And now, we train the model to infer latent variable distributions and Bayesian Regression coefficients.

In [None]:
p1, p2 = train_model()

### Causal effect of actors with and without confounding
Because we have implemented all our assumptions as one generative model, finding causal estimates of actors is as simple as calling the condition and do queries from Pyro.
Causal effect of actors without confounding: $E[Y|X=1] - E[Y|X=0]$ <br>
Causal effect of actors without confounding: $E[Y|do(X=1)] - E[Y|do(X=0)]$

In [None]:
def condCausal(their_tensors, absent_tensors, movie_inds):
    their_cond = pyro.condition(model, data = {"x" : their_tensors})
    absent_cond = pyro.condition(model, data = {"x" : absent_tensors})
    
    their_y = []
    for _ in range(1000):
        their_y.append(torch.sum(their_cond(p2)['y'][movie_inds]).item())
    
    absent_y = []
    for _ in range(1000):
        absent_y.append(torch.sum(absent_cond(p2)['y'][movie_inds]).item())
    
    their_mean = np.mean(their_y)
    absent_mean = np.mean(absent_y)
    causal_effect_noconf = their_mean - absent_mean
    
    return causal_effect_noconf

In [None]:
def doCausal(their_tensors, absent_tensors, movie_inds):
    # With confounding
    their_do = pyro.do(model, data = {"x" : their_tensors})
    absent_do = pyro.do(model, data = {"x" : absent_tensors})
    
    their_do_y = []
    for _ in range(1000):
        their_do_y.append(torch.sum(their_do(p2)['y'][movie_inds]).item())
    
    absent_do_y = []
    for _ in range(1000):
        absent_do_y.append(torch.sum(absent_do(p2)['y'][movie_inds]).item())
    
    their_do_mean = np.mean(their_do_y)
    absent_do_mean = np.mean(absent_do_y)
    causal_effect_conf = their_do_mean - absent_do_mean
    
    return causal_effect_conf

In [None]:
def causal_effects(actor):
    # Get all movies where that actor is present
    # Make him/her absent, and then get conditional expectation
    
    actor_tensor = pd.DataFrame(x_train_tensors.numpy(), columns=actors[1:])
    # All movies where actor is present
    movie_inds = actor_tensor.index[actor_tensor[actor] == 1.0]

    absent_movies = actor_tensor.copy()
    absent_movies[actor] = 0
    
    their_tensors = x_train_tensors
    absent_tensors = torch.tensor(absent_movies.to_numpy(dtype = 'float32'))
    
    cond_effect_mean = condCausal(their_tensors, absent_tensors, movie_inds)
    do_effect_mean = doCausal(their_tensors, absent_tensors, movie_inds)
#     print(their_tensors.shape, absent_tensors.shape)
    diff_mean = cond_effect_mean - do_effect_mean
    if diff_mean > 0:
        status = "Overvalued"
    else: status = "Undervalued"
    
    print("Causal conditional effect: ", cond_effect_mean)
    
    print("Causal Do effect: ", do_effect_mean)
    
    print("Diff: ", diff_mean)
    
    print("Status: ", status)

We can now call these queries on the actors for whome we'd like to see biased and unbiased estimates for.

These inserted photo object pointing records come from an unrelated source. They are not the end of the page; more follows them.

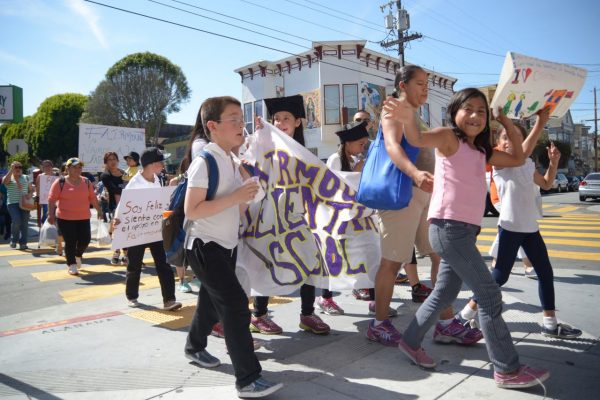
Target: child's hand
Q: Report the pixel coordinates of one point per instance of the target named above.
(553, 153)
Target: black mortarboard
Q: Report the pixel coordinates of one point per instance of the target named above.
(291, 104)
(352, 132)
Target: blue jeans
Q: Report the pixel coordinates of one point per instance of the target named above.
(20, 222)
(461, 262)
(536, 251)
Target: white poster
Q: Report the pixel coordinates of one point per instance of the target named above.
(44, 189)
(140, 215)
(308, 228)
(529, 84)
(96, 140)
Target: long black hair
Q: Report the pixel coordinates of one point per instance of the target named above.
(482, 141)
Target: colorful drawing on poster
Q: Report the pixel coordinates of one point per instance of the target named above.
(527, 84)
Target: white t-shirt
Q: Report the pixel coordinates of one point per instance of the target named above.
(221, 228)
(520, 198)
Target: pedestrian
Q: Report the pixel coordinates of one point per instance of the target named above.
(69, 207)
(211, 249)
(455, 213)
(17, 185)
(152, 161)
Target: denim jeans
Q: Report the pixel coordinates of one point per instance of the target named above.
(20, 223)
(461, 262)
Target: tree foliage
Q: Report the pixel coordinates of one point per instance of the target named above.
(140, 90)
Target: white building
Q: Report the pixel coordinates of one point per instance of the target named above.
(336, 79)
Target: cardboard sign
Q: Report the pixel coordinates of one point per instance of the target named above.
(529, 84)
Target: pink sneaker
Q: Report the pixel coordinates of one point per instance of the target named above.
(457, 333)
(524, 377)
(312, 323)
(417, 356)
(264, 325)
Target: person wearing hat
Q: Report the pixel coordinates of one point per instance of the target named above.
(69, 207)
(133, 163)
(152, 161)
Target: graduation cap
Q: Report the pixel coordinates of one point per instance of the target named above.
(352, 132)
(291, 104)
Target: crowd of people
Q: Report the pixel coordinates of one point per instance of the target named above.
(441, 221)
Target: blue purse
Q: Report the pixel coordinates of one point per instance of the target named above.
(382, 185)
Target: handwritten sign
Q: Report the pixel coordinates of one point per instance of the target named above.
(96, 140)
(140, 212)
(529, 84)
(44, 189)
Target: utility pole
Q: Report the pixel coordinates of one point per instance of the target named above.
(401, 23)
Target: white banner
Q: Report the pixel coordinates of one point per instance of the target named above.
(140, 214)
(529, 84)
(96, 140)
(308, 228)
(44, 189)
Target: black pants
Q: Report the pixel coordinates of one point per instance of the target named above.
(163, 269)
(307, 298)
(77, 235)
(222, 298)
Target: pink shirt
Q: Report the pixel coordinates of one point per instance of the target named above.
(73, 202)
(459, 186)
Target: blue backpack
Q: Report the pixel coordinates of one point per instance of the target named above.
(173, 228)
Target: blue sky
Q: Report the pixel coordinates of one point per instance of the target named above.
(57, 46)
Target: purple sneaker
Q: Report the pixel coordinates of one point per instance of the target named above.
(457, 332)
(524, 377)
(385, 333)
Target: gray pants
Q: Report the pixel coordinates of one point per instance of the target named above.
(461, 262)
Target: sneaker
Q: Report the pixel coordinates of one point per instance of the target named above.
(312, 323)
(115, 258)
(400, 278)
(420, 292)
(417, 356)
(457, 332)
(185, 287)
(133, 303)
(203, 358)
(172, 305)
(361, 294)
(218, 331)
(329, 306)
(264, 325)
(524, 377)
(72, 269)
(259, 388)
(562, 331)
(385, 333)
(392, 312)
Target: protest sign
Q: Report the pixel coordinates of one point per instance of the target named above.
(44, 189)
(96, 140)
(308, 228)
(529, 84)
(140, 215)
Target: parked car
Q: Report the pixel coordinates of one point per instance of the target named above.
(589, 187)
(573, 183)
(561, 183)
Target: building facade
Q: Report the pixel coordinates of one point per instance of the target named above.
(336, 79)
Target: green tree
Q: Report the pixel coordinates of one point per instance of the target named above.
(54, 133)
(140, 90)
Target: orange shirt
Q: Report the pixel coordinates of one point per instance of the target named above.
(73, 202)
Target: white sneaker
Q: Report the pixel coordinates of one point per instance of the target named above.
(72, 269)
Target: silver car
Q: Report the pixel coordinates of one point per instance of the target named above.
(589, 187)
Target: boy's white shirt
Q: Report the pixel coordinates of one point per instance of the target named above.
(221, 228)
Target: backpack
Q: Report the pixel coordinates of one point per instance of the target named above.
(173, 227)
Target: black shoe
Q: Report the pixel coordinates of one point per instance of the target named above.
(203, 359)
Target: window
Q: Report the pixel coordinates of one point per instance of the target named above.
(350, 100)
(332, 104)
(248, 123)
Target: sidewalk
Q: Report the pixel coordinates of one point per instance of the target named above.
(104, 350)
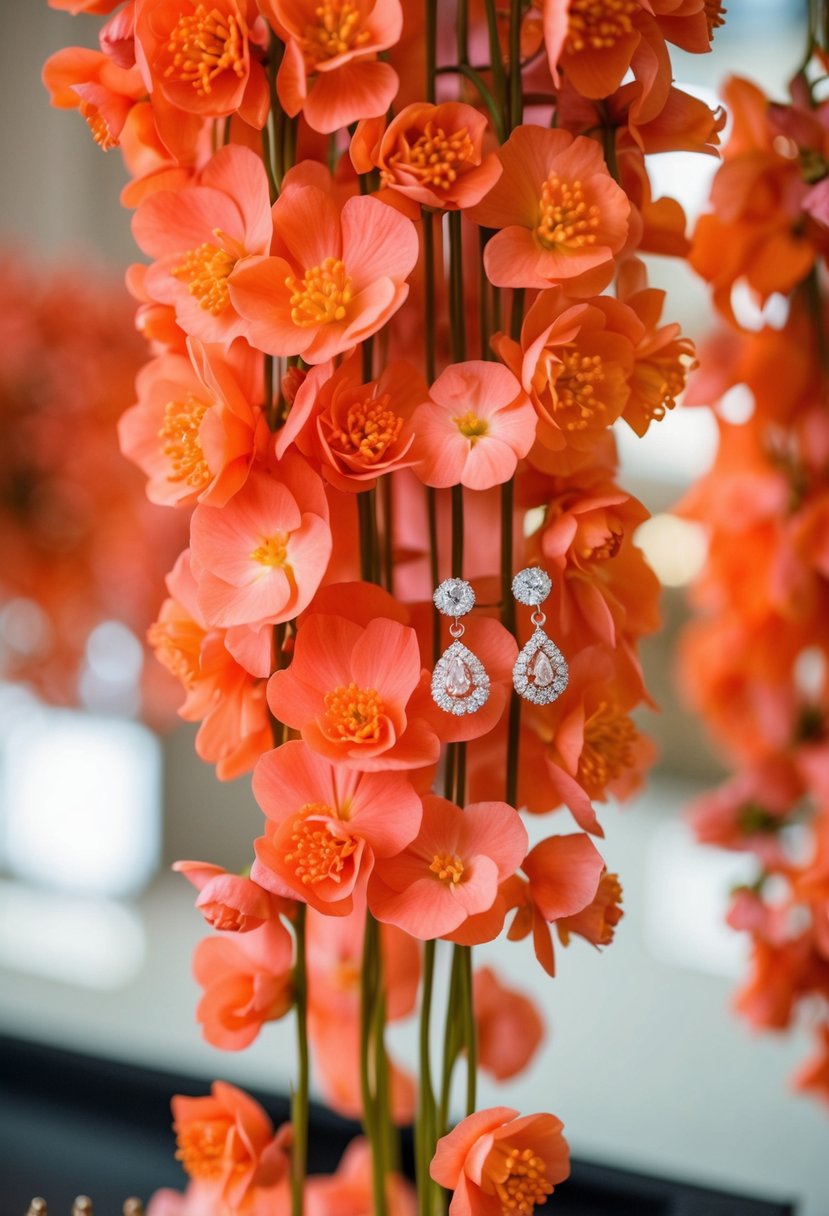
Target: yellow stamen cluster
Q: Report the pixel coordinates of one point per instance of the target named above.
(525, 1183)
(201, 1148)
(598, 24)
(577, 404)
(434, 157)
(565, 220)
(316, 854)
(334, 32)
(472, 427)
(354, 713)
(206, 270)
(322, 296)
(204, 44)
(181, 442)
(608, 748)
(371, 427)
(447, 867)
(272, 551)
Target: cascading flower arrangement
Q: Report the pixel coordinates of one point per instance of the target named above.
(395, 307)
(755, 662)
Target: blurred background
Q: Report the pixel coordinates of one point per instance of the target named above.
(643, 1060)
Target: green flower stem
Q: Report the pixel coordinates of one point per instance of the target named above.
(300, 1097)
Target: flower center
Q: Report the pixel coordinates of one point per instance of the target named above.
(368, 429)
(201, 1148)
(316, 853)
(206, 271)
(565, 221)
(434, 157)
(182, 446)
(354, 713)
(472, 427)
(525, 1183)
(447, 867)
(598, 24)
(203, 45)
(609, 736)
(272, 551)
(97, 125)
(334, 32)
(322, 296)
(577, 406)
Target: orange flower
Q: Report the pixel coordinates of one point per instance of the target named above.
(337, 272)
(474, 429)
(195, 424)
(496, 1159)
(508, 1025)
(247, 980)
(354, 432)
(432, 155)
(560, 214)
(227, 1140)
(202, 237)
(330, 69)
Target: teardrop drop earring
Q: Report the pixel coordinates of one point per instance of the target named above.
(460, 685)
(541, 673)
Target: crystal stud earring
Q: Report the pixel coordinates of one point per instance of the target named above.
(541, 673)
(460, 684)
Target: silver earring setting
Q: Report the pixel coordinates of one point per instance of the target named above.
(541, 673)
(460, 685)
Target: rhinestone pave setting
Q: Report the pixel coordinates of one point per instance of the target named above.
(460, 685)
(541, 673)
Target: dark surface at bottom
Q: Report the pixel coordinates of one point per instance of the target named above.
(74, 1124)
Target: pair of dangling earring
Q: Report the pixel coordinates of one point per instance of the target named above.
(460, 684)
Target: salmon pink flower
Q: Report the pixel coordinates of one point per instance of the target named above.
(247, 980)
(562, 217)
(508, 1024)
(195, 426)
(451, 871)
(196, 57)
(202, 236)
(327, 825)
(330, 71)
(432, 155)
(475, 427)
(260, 558)
(357, 694)
(231, 902)
(498, 1161)
(354, 432)
(337, 274)
(563, 876)
(227, 1140)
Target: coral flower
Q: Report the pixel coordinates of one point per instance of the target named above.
(357, 694)
(260, 558)
(227, 1140)
(497, 1161)
(202, 236)
(327, 825)
(336, 276)
(508, 1024)
(330, 68)
(247, 980)
(197, 57)
(354, 432)
(231, 902)
(562, 217)
(195, 426)
(451, 871)
(432, 155)
(475, 427)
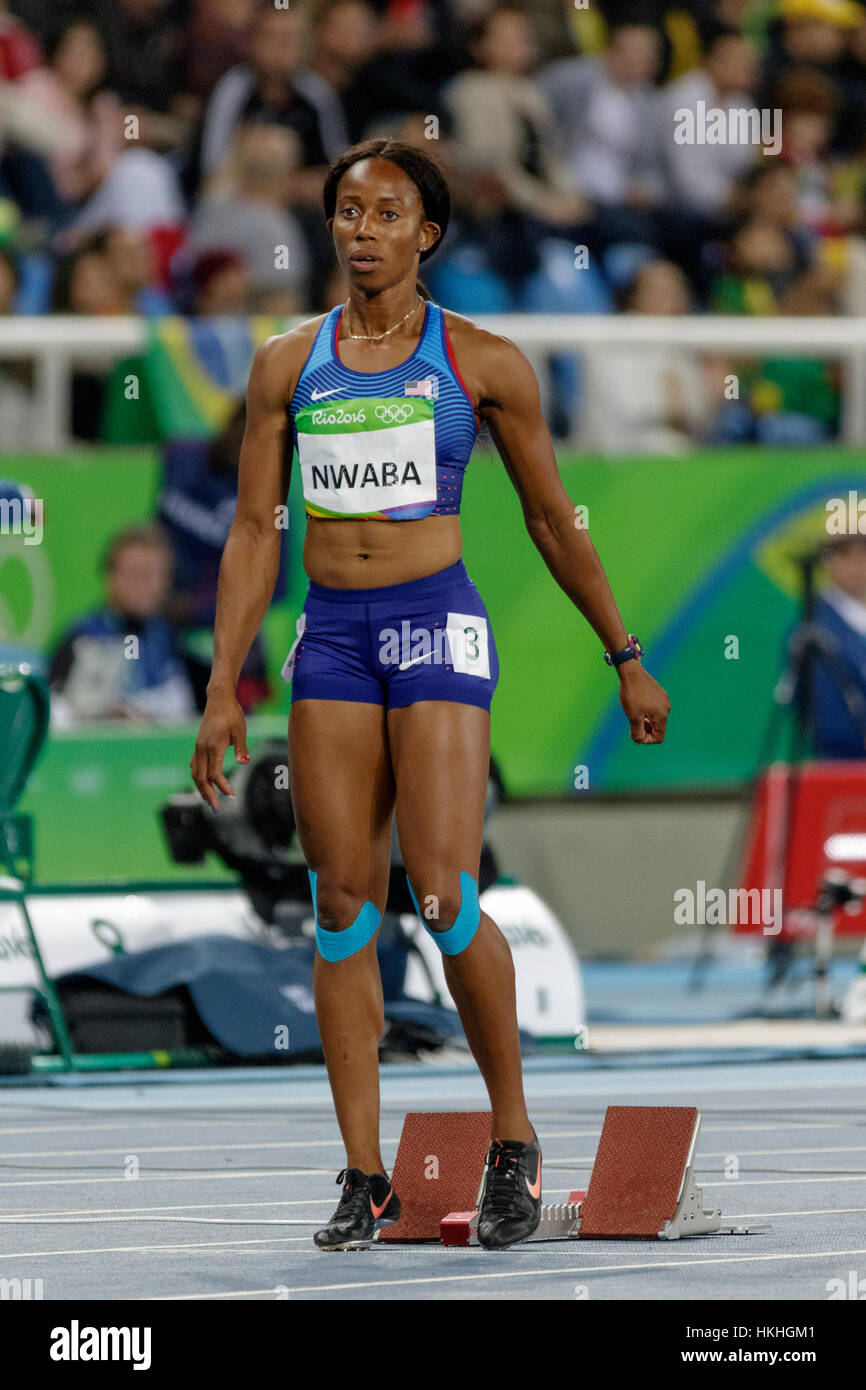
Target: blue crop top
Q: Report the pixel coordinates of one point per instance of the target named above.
(385, 445)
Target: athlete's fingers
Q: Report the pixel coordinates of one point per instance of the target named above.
(198, 769)
(214, 770)
(239, 744)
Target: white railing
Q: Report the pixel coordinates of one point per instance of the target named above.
(60, 344)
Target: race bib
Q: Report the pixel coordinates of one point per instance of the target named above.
(369, 456)
(467, 642)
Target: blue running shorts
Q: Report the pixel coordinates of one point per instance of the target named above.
(426, 640)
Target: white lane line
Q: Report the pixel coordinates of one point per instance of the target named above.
(186, 1207)
(177, 1148)
(167, 1176)
(157, 1250)
(506, 1273)
(132, 1121)
(216, 1176)
(581, 1161)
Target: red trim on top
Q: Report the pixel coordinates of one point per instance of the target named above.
(456, 370)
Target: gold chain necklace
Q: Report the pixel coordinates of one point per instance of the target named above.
(377, 338)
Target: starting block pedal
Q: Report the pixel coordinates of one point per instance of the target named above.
(438, 1169)
(642, 1183)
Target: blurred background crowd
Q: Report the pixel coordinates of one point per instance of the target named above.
(167, 156)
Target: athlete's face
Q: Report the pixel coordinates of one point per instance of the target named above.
(378, 225)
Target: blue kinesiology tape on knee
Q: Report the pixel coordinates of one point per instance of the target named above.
(456, 938)
(339, 945)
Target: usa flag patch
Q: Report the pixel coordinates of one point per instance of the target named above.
(427, 387)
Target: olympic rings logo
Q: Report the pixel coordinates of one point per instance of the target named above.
(394, 414)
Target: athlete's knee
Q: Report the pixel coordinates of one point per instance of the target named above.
(345, 920)
(337, 906)
(448, 906)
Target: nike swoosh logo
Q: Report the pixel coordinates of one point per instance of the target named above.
(377, 1211)
(535, 1187)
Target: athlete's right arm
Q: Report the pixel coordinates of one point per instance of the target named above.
(250, 558)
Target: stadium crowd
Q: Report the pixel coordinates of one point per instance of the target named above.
(167, 156)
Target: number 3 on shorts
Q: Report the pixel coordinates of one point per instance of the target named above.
(467, 642)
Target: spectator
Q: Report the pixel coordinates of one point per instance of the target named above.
(840, 615)
(266, 91)
(603, 110)
(784, 401)
(420, 47)
(813, 34)
(763, 260)
(344, 41)
(699, 177)
(15, 396)
(649, 403)
(20, 50)
(129, 267)
(503, 129)
(218, 39)
(86, 282)
(120, 660)
(145, 41)
(196, 509)
(221, 284)
(71, 96)
(253, 218)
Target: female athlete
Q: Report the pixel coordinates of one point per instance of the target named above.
(395, 663)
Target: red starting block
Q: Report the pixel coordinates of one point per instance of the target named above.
(641, 1186)
(438, 1169)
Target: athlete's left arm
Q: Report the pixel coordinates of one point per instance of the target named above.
(510, 406)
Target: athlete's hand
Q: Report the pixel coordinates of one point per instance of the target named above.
(223, 723)
(645, 704)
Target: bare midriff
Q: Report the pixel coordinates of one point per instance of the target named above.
(363, 555)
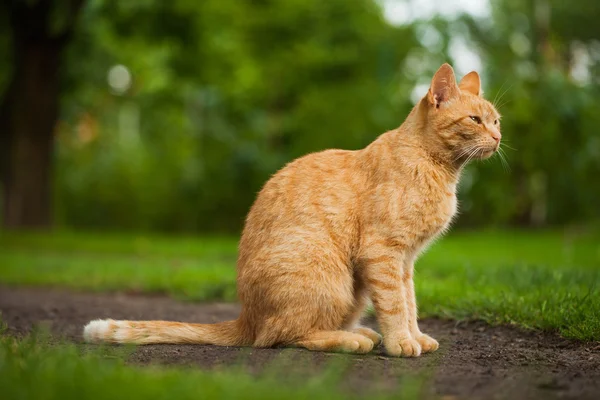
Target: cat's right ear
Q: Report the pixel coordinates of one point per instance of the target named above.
(443, 86)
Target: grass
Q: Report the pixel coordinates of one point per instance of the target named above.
(545, 280)
(32, 369)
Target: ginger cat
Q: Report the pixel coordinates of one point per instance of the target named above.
(333, 229)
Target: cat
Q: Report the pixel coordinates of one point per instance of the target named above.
(333, 229)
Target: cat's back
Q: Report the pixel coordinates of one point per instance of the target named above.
(313, 194)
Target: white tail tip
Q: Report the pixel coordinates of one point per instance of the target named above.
(97, 330)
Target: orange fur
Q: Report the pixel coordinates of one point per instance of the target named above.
(333, 228)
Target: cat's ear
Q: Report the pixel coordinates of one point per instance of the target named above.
(471, 83)
(443, 86)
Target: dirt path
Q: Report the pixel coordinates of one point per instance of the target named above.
(474, 360)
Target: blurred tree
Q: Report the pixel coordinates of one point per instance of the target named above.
(29, 109)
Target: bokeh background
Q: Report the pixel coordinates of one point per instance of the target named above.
(169, 115)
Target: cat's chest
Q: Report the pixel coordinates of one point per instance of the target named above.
(422, 213)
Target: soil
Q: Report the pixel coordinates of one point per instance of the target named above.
(475, 360)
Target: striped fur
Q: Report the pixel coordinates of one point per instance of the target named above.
(334, 229)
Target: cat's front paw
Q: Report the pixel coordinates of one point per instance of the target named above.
(428, 344)
(403, 348)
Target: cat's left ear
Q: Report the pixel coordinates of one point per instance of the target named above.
(443, 86)
(471, 83)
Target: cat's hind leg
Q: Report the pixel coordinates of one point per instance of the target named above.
(368, 332)
(352, 321)
(336, 341)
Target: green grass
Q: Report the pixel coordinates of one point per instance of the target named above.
(32, 369)
(545, 280)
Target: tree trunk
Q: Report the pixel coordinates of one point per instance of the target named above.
(29, 112)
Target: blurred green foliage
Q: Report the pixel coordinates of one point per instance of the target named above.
(223, 93)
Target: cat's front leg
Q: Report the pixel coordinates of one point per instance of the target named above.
(382, 271)
(428, 344)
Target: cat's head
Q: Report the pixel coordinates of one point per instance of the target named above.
(465, 124)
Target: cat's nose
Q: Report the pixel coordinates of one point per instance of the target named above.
(496, 136)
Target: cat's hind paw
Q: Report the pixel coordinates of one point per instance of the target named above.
(403, 348)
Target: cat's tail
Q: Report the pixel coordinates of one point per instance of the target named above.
(151, 332)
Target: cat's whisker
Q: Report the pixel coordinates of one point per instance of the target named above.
(504, 144)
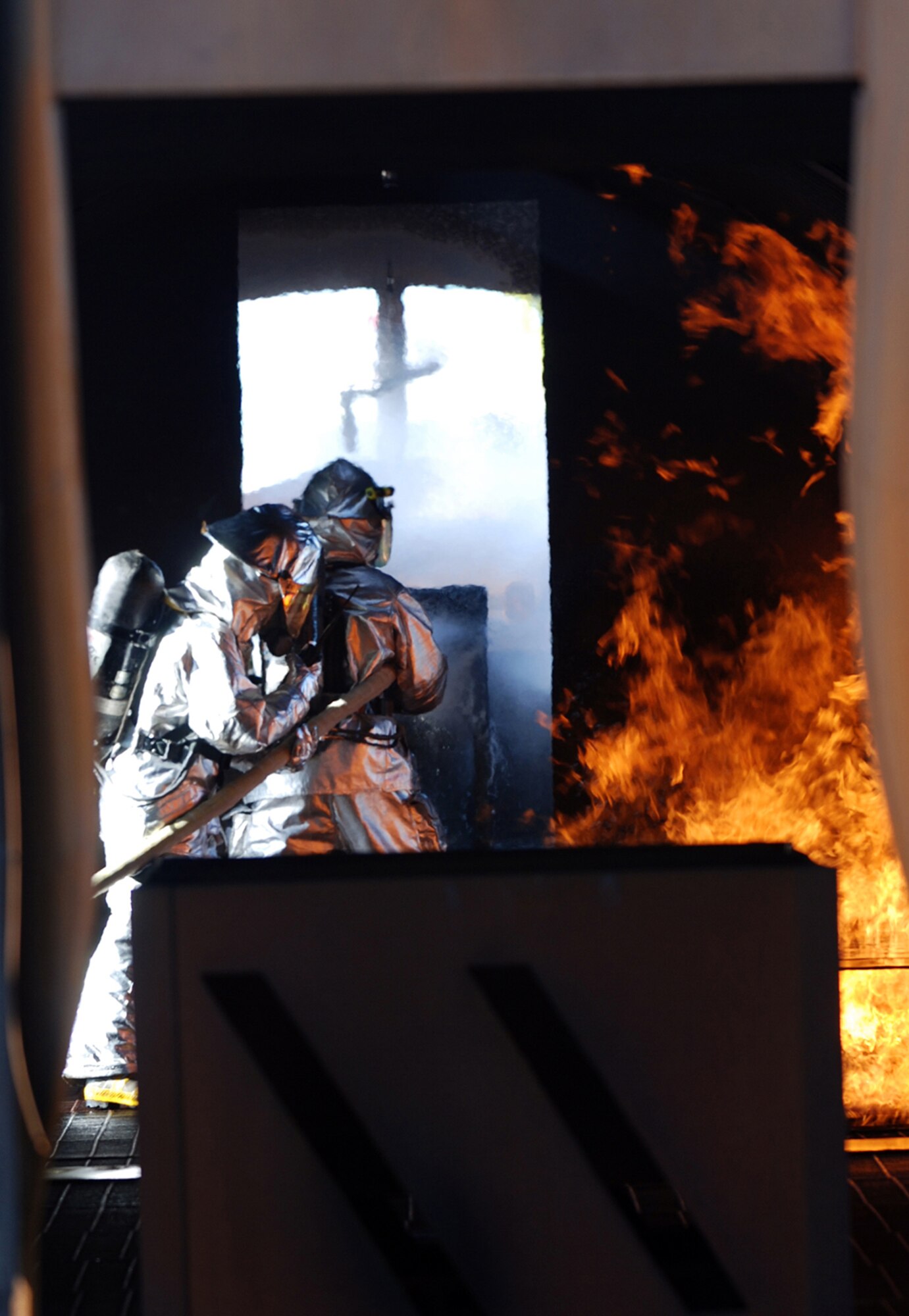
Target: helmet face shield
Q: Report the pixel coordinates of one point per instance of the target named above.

Cobie Smulders and Judi Dench are the examples we set out to prove our point with, and the our generative model does obtain debiased estimates of their causal effect on revenue. 

In [None]:
causal_effects("Cobie Smulders")

In [None]:
causal_effects("Judi Dench")

Causal effect of Actor $j$ on Revenue without conditioning for the confounders can be obtained by $E[Y|X_j=1]−E[Y|X_j=0]$
This retains the original DAG and samples at site $Y$.

Causal effect of Actor j on Revenue without conditioning for the confounders can be obtained by $E[Y|do(X_j=1)] - E[Y|do(X_j=0)]$
This mutates the DAG as the *do* operator removes all incoming edges into a node. We then sample at site $Y$.